A naturally-occurring morph, Ax had called it. But then, if change was morphing, didn’t every animal go through a ‘naturally-occurring’ morph? Caterpillars went into chrysalis, humans went through puberty- was there really a difference between the two?
Sometimes, Cassie looked at Karen, and thought about morphing.
Sweet sixteen. An age of responsibility, driver’s licenses, and adrenaline. The war had ended when Cassie was 16, her birthday occurring in the muddy trenches of the Hork-Bajir Valley. There’d been no cake or candles; just a hug from each of her parents and a quiet “happy birthday,” from Jake. The atmosphere had been too tense for celebrating.
Karen’s 16th was loud and crazy, full of deep bass and squealing car tires on hot pavement. Cassie, smiling to herself, left her daughter mostly to her own devices, knowing that despite society’s view on teenagers, Karen was quite capable of being mature when she needed to be.
Watching her not-quite-adult, not-quite-a-child daughter laugh and dance, Cassie indulged herself in a brief trip down memory lane, smiling as the pounding music slowed and a shy, awkward-looking boy asked Karen for the dance.
The smile only widened when she accepted.
Karen never needed to worry about money for college. The day she graduated, a huge amount of money was suddenly thrust into her hands from the trust fund Cassie had been saving for her. There was enough money for her to sail through life without breaking a sweat.
But what did she do? She bypassed the community college and went straight to university, leaving home for the first time in her life.
Cassie felt… strange. It wasn’t the raw hurt she had felt when Jake left, the heartache when Rachel died or even the sick feeling in the pit of her stomach when she and Ronnie broke up. She just felt empty.
It seemed she had spent so many years building Karen up, she hadn’t even noticed when she had begun to lean on her daughter’s solid foundation.
In her fourth year of university, Karen dragged home a man. Cassie took an instant disliking to him, but Karen didn’t seem to notice, chattering away as if the air wasn’t bristling between her mother and her boyfriend.
It was strange. Before Karen, Cassie wouldn’t have minded the guy; in fact, she probably would have tried to befriend him. But when she saw the way he looked at Karen, it was all she could do to keep from going wolf on his hiney.
But it was Karen’s life and Karen’s decisions, so she said nothing when the two left together for home.
A year later, they were engaged.
Still, Cassie remained silent, eventually warming to the boy’s attitude and multiple tattoos. He wasn’t a bad kid, she realized, just a little misunderstood.
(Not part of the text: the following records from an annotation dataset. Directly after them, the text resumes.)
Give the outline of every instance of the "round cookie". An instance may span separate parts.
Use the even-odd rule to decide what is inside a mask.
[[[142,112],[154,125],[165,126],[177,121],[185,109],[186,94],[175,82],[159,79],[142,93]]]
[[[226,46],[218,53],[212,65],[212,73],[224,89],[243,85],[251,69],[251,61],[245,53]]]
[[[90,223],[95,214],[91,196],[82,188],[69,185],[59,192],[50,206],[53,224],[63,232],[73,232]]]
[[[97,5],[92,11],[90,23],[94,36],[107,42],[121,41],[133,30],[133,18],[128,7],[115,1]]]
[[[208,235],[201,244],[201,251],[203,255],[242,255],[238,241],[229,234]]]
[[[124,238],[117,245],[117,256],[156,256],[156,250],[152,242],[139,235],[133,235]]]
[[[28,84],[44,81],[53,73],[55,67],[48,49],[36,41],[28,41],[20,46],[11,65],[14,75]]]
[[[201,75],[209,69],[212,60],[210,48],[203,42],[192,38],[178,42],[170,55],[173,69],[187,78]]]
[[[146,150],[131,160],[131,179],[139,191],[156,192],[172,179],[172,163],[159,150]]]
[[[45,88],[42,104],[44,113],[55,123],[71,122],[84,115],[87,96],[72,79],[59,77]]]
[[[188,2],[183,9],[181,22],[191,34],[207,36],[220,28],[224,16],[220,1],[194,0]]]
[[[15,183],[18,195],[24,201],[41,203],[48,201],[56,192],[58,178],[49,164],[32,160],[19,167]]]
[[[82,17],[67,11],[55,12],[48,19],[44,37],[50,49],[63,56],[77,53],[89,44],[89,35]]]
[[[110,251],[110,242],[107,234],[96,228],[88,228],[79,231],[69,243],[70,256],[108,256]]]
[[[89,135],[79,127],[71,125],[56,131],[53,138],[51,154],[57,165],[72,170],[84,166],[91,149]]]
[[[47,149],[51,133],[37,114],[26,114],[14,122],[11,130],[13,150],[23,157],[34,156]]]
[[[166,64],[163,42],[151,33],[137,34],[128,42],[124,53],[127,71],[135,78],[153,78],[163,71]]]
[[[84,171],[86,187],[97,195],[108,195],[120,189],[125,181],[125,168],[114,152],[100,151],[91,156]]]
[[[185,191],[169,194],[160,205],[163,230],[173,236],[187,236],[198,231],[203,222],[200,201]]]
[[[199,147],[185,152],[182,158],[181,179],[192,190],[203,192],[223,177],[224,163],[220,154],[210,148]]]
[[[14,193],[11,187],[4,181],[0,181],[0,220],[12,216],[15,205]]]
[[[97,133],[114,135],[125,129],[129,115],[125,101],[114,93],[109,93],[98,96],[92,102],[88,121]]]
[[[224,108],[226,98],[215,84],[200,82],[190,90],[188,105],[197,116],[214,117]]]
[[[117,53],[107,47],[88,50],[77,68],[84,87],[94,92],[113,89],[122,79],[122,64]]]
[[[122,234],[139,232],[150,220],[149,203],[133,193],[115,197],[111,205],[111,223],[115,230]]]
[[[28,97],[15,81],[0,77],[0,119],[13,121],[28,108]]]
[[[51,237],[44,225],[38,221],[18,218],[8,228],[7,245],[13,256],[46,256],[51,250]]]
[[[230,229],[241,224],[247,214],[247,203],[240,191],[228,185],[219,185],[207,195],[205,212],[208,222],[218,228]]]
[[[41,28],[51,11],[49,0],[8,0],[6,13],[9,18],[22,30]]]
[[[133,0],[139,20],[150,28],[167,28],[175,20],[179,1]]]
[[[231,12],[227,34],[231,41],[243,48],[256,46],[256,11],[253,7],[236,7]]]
Amusement twitched her lips as she was randomly reminded of Marco.
If Karen reminded her of Rachel as much as she thought she did, this would definitely be interesting.
…Heh. Marco and Rachel. Whooda thunk?
Wedding bells. Church benches, lined with lace. Four groomsmen, four bridesmaids on either side of the chancel, twittering excitedly to each other. Daniel, the husband-to-be, grinning his face off.
Cassie swallowed, watching silently as Karen made her way down the isle, slowly, as if she were made for this moment. A brilliant smile laced her daughter’s cheeks.
She thought of things lost, and things gained, and wondered if she had the choice between this moment and a thousand other lives, what she would choose.
It wasn’t hard.
Blinking back tears, Cassie took Karen’s hand, only to give it to the waiting groom. Karen smiled back at her so blindingly that she had trouble hearing the pastor’s words.
And as the two exchanged their vows, Cassie thought of a red, wrinkled baby, wailing in her arms, and looked to the young woman sliding a ring on her fiancé’s finger.
And she decided the morphing process had never looked so beautiful.